Meharia hackeri is a moth in the family Cossidae. It is found in Socotra, Yemen.

The wingspan is 21–22 mm. The ground colour of the forewings is yellowish brown with white longitudinal fascia forming the wing pattern.

==Taxonomy==
The species is named after Hermann Hacker, a German lepidopterist who studied the macromoths of the Arabian Peninsula and Africa.

==Description==
The holotype female's costal margin is 10 mm long, with a wingspan of 21 mm. Paratypes have slightly longer forewings at 11 mm and a wingspan of 22 mm. The antennae are a bit longer than half the forewing length, bipectinate, and white in color with black at the base. The head and tegulae are yellowish-white. The labial palps are yellowish-brown with white at the base.

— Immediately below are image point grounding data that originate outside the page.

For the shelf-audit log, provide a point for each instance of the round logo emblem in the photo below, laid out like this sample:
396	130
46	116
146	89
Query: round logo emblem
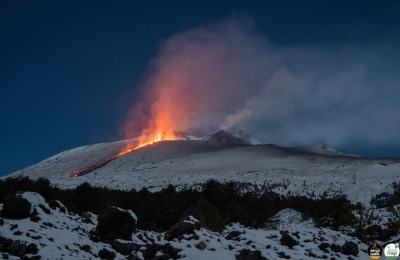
375	251
392	251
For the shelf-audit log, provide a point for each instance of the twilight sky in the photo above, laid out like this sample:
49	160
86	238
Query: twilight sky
291	73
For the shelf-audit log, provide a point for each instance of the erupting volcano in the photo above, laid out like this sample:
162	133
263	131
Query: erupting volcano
143	140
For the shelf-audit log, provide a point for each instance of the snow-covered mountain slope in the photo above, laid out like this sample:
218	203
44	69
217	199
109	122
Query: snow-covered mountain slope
55	233
224	157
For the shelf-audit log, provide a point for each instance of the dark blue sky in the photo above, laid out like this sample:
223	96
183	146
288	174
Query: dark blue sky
70	70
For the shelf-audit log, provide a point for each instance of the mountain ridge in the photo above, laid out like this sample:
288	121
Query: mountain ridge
223	156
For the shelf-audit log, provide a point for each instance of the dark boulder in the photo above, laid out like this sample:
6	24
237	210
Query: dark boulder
106	254
287	240
336	248
115	223
233	234
124	248
323	246
185	226
350	248
55	204
16	207
246	254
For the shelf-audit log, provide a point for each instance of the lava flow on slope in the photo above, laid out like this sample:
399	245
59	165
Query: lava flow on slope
143	141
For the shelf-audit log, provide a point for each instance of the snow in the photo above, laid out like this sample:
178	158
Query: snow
188	163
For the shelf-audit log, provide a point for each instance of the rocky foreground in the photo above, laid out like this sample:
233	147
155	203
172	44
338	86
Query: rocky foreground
31	228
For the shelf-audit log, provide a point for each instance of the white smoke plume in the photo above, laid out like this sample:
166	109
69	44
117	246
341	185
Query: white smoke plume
298	95
233	120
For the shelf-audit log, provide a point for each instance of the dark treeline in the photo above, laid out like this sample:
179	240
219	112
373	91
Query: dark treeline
216	205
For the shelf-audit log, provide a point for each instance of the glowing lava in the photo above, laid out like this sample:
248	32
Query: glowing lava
144	140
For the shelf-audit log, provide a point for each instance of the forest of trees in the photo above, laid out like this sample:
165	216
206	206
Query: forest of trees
215	205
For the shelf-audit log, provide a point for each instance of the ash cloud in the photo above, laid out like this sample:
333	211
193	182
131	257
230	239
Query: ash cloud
229	75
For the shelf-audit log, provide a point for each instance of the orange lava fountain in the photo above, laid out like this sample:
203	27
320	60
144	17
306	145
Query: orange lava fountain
144	140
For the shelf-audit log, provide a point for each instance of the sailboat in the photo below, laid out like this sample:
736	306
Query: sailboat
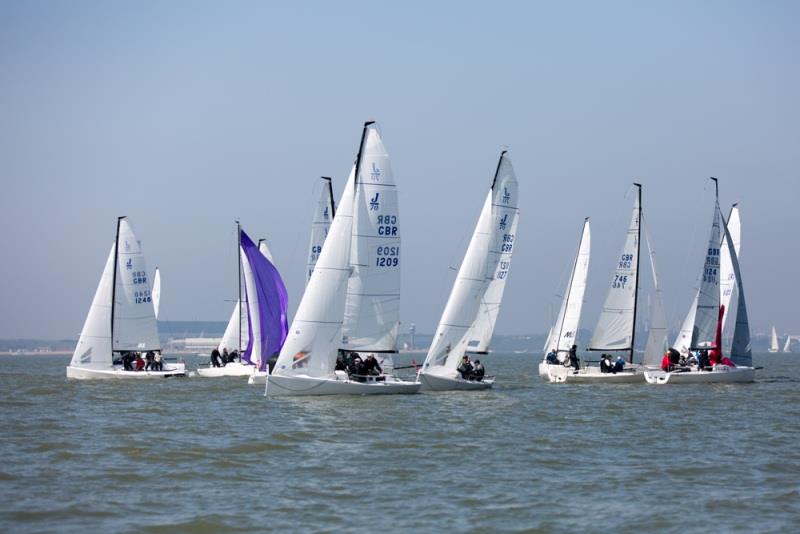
709	316
261	281
616	327
121	318
469	317
563	334
773	344
352	301
320	225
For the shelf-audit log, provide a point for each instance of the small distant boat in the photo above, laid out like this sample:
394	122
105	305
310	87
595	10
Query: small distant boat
468	320
352	301
263	310
709	315
773	344
563	334
616	327
121	318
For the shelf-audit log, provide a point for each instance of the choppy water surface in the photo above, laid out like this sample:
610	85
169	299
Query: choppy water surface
206	455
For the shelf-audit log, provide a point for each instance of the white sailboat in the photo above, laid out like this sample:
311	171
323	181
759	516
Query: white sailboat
121	318
773	343
616	327
468	320
709	317
352	300
563	334
237	333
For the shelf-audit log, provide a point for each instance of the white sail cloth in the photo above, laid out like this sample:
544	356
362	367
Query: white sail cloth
312	344
614	330
124	300
563	333
463	326
320	224
372	308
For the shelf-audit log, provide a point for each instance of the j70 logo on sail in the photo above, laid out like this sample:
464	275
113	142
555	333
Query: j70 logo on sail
375	173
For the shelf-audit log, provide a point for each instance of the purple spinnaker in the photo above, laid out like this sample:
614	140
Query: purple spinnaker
272	301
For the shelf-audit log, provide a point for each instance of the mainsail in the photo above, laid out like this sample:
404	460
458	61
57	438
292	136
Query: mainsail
616	325
311	346
320	224
133	318
563	334
372	306
156	292
462	327
741	353
266	304
122	308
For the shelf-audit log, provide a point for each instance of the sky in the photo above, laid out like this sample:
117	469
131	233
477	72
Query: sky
185	116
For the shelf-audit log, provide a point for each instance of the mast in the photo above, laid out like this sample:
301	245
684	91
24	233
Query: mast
330	194
360	151
239	266
114	281
569	287
638	268
497	170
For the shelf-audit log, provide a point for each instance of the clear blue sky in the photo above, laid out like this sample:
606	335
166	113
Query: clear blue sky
186	115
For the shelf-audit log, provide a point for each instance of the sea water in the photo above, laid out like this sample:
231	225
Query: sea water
213	455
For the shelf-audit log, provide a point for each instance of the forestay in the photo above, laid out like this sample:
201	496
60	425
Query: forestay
563	333
487	259
320	224
657	336
614	330
312	343
372	308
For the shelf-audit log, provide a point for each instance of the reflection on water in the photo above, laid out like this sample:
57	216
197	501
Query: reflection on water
207	455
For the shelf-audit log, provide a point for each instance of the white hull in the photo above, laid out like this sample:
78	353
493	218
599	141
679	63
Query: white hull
722	374
431	382
279	386
592	375
232	369
83	373
258	378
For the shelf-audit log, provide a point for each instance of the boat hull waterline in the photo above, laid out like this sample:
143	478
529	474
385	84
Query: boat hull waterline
592	375
721	374
431	382
84	373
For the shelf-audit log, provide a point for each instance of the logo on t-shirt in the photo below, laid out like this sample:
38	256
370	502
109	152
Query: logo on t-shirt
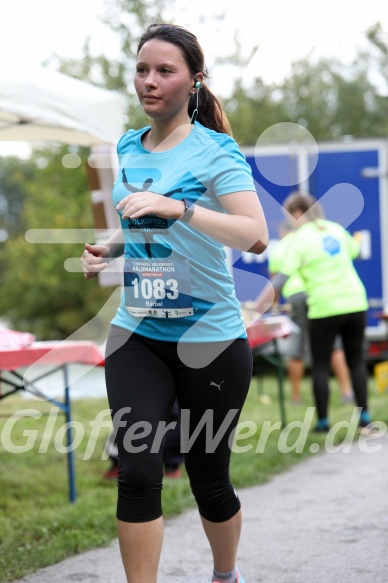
331	245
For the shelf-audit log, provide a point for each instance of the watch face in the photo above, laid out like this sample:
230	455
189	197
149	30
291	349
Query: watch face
189	211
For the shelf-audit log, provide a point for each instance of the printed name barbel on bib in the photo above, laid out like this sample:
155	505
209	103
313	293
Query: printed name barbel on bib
151	291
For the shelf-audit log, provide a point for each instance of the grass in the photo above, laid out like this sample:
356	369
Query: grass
39	526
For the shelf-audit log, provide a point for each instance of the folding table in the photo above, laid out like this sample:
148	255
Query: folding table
55	356
264	332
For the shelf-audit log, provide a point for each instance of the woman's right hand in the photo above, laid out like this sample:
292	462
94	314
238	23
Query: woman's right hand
92	260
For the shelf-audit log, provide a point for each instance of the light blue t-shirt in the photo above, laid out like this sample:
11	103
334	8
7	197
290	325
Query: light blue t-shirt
204	166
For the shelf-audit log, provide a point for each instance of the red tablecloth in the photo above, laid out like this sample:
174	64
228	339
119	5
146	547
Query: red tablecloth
50	353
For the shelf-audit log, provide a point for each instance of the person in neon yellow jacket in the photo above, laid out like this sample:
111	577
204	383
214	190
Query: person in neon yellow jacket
322	253
296	346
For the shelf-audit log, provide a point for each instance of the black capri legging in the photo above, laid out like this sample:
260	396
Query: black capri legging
143	378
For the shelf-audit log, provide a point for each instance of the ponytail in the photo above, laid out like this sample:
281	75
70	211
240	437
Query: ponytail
210	112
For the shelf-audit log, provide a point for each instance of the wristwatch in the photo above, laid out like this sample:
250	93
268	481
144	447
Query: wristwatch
189	211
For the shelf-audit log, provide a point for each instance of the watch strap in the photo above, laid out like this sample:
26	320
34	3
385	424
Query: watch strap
188	212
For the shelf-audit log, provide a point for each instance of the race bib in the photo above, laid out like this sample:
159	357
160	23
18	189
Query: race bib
158	288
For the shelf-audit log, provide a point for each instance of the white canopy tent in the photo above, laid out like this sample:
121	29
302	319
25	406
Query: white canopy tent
38	104
41	104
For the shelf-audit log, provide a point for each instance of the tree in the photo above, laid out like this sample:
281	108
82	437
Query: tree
37	293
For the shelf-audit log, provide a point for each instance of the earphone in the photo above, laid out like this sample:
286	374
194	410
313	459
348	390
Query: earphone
197	86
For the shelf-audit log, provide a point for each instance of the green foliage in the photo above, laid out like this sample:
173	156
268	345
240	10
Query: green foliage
37	293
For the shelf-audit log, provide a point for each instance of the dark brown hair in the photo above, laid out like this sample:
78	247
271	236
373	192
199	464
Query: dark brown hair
210	112
306	203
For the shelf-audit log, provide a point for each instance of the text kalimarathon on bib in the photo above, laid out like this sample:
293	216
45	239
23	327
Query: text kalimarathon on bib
159	288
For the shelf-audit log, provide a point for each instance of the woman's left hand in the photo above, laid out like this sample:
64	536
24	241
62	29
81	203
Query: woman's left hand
143	203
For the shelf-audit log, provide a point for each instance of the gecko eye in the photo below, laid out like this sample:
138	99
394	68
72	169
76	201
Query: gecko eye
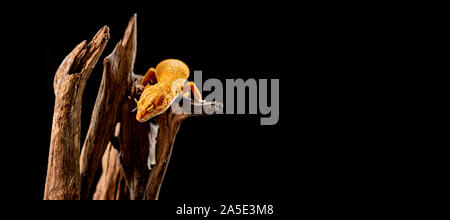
150	108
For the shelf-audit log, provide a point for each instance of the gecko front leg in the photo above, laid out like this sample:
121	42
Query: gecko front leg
190	86
150	76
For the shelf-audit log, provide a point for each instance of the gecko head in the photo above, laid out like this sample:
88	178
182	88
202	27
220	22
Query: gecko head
172	68
153	104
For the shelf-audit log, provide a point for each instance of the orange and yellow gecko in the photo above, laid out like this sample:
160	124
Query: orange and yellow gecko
168	80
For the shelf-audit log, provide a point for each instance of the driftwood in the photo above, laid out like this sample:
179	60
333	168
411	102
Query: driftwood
115	141
63	177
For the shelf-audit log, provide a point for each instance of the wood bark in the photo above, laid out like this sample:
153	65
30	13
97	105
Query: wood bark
116	143
63	177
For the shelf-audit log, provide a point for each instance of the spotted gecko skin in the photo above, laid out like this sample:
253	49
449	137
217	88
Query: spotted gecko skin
171	75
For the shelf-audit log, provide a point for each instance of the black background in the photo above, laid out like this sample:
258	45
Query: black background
230	157
328	146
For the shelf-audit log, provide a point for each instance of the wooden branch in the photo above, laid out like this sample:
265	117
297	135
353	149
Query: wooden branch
118	67
112	185
169	123
124	154
63	176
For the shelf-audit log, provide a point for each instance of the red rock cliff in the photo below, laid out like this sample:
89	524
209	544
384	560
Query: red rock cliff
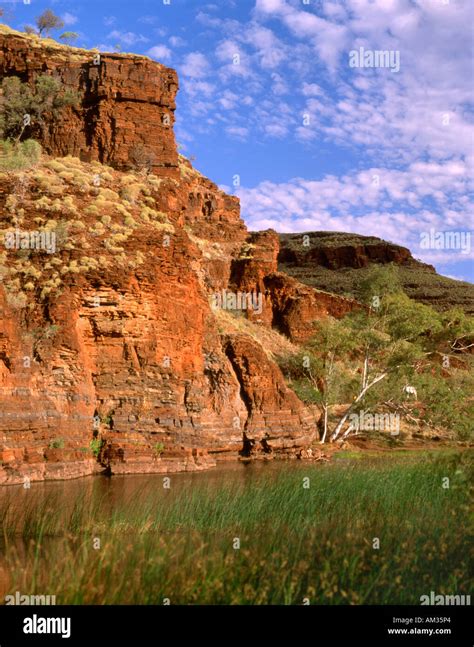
124	100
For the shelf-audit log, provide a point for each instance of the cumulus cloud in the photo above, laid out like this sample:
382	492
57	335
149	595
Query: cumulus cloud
160	52
393	204
69	19
127	37
195	66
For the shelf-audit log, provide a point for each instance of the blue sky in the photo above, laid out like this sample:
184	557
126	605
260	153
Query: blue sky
267	93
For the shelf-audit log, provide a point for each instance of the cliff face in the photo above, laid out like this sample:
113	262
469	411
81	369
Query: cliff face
123	101
117	350
111	343
340	262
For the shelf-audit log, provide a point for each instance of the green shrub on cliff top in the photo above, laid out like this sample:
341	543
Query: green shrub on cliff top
20	156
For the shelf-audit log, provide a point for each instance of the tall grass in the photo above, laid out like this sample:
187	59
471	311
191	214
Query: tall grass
295	542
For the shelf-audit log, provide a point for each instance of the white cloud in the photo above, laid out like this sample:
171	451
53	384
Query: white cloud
127	37
195	66
177	41
69	19
160	52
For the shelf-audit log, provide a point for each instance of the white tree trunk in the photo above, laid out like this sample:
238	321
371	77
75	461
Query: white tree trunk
341	422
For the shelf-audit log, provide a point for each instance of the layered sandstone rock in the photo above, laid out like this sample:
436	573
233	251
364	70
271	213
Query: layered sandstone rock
123	101
111	354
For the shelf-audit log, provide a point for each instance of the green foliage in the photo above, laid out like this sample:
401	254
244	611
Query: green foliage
95	446
295	542
367	358
379	281
19	156
69	37
24	107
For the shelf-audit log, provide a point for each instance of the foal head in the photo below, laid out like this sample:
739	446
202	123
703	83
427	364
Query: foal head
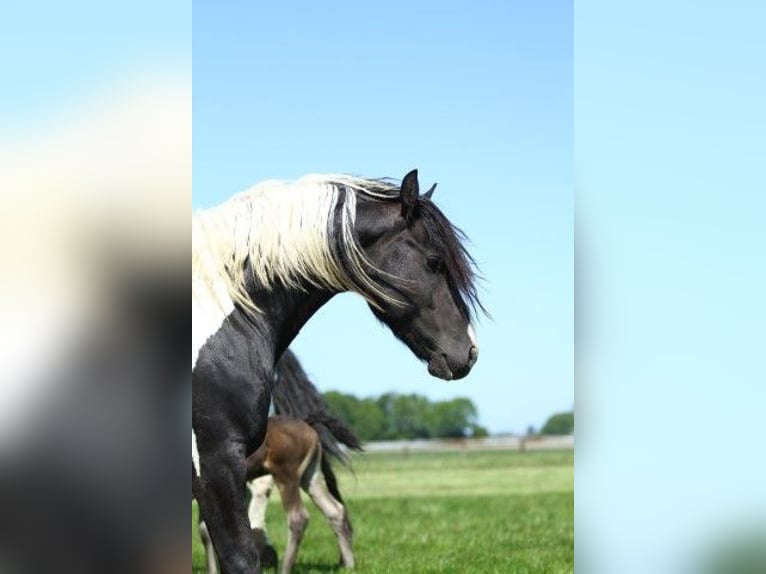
425	275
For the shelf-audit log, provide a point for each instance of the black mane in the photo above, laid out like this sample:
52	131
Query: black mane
460	266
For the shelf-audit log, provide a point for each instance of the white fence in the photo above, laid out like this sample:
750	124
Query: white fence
490	443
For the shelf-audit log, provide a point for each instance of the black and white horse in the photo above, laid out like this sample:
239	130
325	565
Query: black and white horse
295	456
262	264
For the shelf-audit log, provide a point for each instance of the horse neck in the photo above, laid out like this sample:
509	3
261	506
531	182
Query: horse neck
285	311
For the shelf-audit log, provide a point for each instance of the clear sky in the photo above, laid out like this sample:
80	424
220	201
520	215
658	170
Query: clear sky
479	97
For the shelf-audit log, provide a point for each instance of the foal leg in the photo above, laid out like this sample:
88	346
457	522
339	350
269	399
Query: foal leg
260	490
297	519
335	513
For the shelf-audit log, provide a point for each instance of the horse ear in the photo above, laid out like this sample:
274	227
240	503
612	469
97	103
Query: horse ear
409	193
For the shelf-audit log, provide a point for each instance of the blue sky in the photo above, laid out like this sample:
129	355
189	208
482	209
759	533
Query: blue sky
478	97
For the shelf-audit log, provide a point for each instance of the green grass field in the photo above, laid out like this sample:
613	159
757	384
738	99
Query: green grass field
499	512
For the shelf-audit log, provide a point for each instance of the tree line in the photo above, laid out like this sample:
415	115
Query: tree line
394	416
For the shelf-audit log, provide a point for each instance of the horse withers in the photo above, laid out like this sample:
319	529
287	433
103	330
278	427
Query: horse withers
262	264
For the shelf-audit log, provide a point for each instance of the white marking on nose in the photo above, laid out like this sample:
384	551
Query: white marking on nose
472	336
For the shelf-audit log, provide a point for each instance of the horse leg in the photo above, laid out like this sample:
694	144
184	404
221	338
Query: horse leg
335	513
207	542
230	410
260	490
222	506
297	519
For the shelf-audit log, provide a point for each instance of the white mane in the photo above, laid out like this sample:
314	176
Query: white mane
286	231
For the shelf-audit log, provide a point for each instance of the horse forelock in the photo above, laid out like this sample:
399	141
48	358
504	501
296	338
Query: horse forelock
460	265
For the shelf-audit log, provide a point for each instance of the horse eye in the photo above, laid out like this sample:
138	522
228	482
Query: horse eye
435	263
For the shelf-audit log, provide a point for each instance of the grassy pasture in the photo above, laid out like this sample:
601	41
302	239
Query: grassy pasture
492	511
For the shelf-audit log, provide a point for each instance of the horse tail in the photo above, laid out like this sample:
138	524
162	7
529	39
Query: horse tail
295	396
333	433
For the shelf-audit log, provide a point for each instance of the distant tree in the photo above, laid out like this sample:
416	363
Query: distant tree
478	431
393	416
453	419
559	424
362	415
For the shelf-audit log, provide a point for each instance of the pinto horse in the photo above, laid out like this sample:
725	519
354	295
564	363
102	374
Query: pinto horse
263	263
295	456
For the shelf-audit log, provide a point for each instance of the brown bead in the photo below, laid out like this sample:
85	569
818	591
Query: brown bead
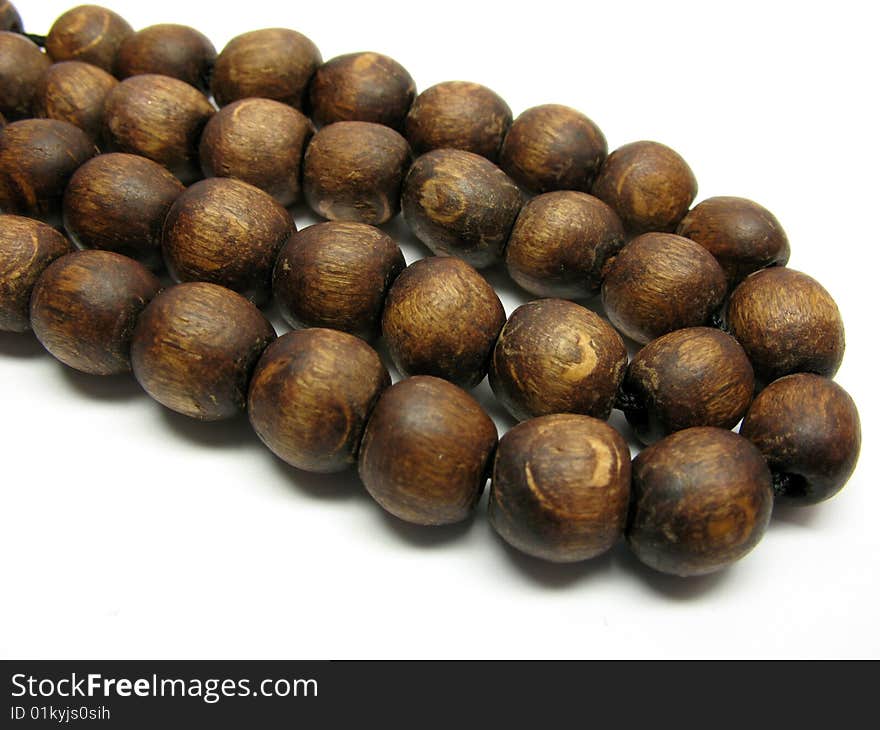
361	87
226	232
701	500
561	243
649	185
442	318
426	452
809	431
554	356
118	202
195	348
159	118
786	323
27	247
553	147
273	63
560	487
458	115
697	376
336	275
660	282
84	308
88	33
353	171
311	395
37	159
460	204
261	142
168	49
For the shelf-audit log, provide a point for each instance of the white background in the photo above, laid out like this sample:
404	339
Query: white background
127	531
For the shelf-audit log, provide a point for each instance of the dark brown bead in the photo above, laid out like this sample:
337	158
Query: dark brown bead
336	275
159	118
311	395
561	243
809	431
442	318
660	282
553	147
84	308
273	63
560	487
701	500
649	185
460	204
697	376
261	142
554	356
354	171
118	202
426	451
88	33
458	115
195	348
27	247
226	232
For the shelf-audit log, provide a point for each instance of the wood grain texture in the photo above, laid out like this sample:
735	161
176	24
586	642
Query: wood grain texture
311	395
425	456
560	487
701	500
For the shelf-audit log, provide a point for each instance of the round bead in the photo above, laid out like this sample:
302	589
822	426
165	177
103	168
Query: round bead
336	275
442	318
701	500
660	282
460	204
426	450
311	395
560	487
195	348
554	356
84	308
353	171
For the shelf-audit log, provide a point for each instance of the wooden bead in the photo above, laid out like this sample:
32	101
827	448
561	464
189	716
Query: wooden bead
649	185
697	376
660	282
195	348
426	451
84	308
442	318
170	50
553	147
88	33
701	500
458	115
37	159
808	429
560	487
561	244
226	232
118	202
261	142
159	118
354	170
460	204
274	63
311	395
361	87
554	356
336	275
786	323
27	247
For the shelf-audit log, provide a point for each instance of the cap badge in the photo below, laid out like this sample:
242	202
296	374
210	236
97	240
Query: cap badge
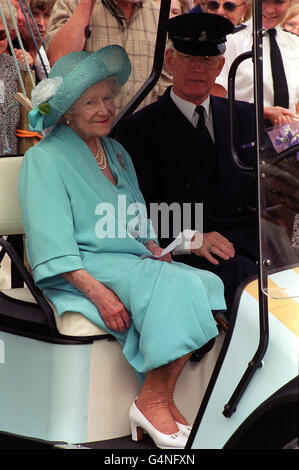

The forewings are yellowish-brown with white stripes forming the wing pattern. A straight white stripe starts at the base along the costal edge and runs up to one-fourth of the wing length. Another curved stripe begins at the inner margin and extends to two-thirds of the wing length, ending at the wing tip. These stripes are bordered by dark brown scales with black spots in the middle and terminal areas. A narrow white stripe runs along the inner margin, interrupted widely before the middle and narrowly near the tornus. The cilia are yellowish-white, and the underside of the forewing is brown. The hindwings are greyish-yellow with light brown fringes and brown undersides.

In the female genitalia, the papilla analis is triangular and covered with short, thin, but very long setae. The rear apophysisis about the same length as the papilla analis. The front apophysis is much shorter and wider, ending in a V-shaped hardened area. The opening (ostium) is sunken in. The base of the antrum is lightly hardened and forms a loop that leads into a very narrow ductus bursae. The corpus bursae is soft, not hardened (sclerotised), and looks like a small pouch.

The appearance of the male is unknown.

==Distribution==
Meharia hackeri is known only from the central part of Socotra and is likely endemic to the island. Specimens were collected in the central part of the country in an oasis-type valley dominated by various tree and shrub species. Females are strongly attracted to light and appear to have a very local distribution.